The human misery of displaced Kurds overwhelms even relief efforts enjoying the logistical support of a mighty war machine. More than a million people in Ethiopia will run out of food within two weeks, according to a relief agency operating there. Yet these man-made or -exacerbated catastrophes pale in comparison to the dead (already 125,000) and homeless (ten million, give or take) from the fury of the cyclone that sent the Bay of Bengal surging up the river channels in eastern Bangladesh, submerging whole islands.
The storm hit last Tuesday. The worst damage was Friday as the rains flooded downstream. Now more wind and rain is expected. Bangladesh, with 110 million people and 17 helicopters, has an annual per capita income is $170. Yet the 20-foot waves that overwhelmed the low-lying Bay of Bengal region were not so high as the 41-foot crests of 1876, nor the death likely to match the 500,000 of 1970. But it came when the Red Cross and Red Crescent societies, the Oxfams and Catholic Relief Services, not to mention the governments that normally mount relief efforts, were fully extended.

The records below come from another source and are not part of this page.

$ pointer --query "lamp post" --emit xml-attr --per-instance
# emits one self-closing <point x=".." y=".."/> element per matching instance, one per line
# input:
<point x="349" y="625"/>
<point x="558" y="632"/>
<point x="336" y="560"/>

Some relief supplies were pre-positioned in the capital of Dhaka. The first planeloads of new supplies came in from Saudi Arabia. But distributing the blankets and matches and tents and water purification kits and food is something else. Roads are washed out. On the islands, people starve. India sent three helicopters. The United States and Japan pledged comparative pittances. Asians will look for more help from Japan, as no violation of its constitution is required.
The private relief agencies are stretched taut, in personnel and cash, by the Andean cholera epidemic and crises in Kurdistan, Iraq proper, Ethiopia, Sudan, Somalia, Angola, Liberia and Mozambique. What Bangladesh needs most urgently, only governments can provide. That is such means of distribution as helicopters and light planes.
Help for Bangladesh is help for democracy. Its military regimes were accused of inefficiency and corruption in past disasters. The army gave way before the torrent of the people last December, starting currents that saw Khaleda Zia elected and installed as prime minister on March 19.
That is not much time for the widow of a slain president to have learned the ropes. But Mrs. Khaleda responded to the crisis with vigor and clarity. The radio issued warnings before the storm hit. She is emphatic on what aid is needed where. Politicians, circling like birds of prey, watch to see if she can control local administration sufficiently to distribute aid effectively.
Meanwhile, the bodies wash up on shore, food is short, water is filthy and disease impends. Bangladesh needs all the emergency help in distribution that a distracted world can spare, and then some.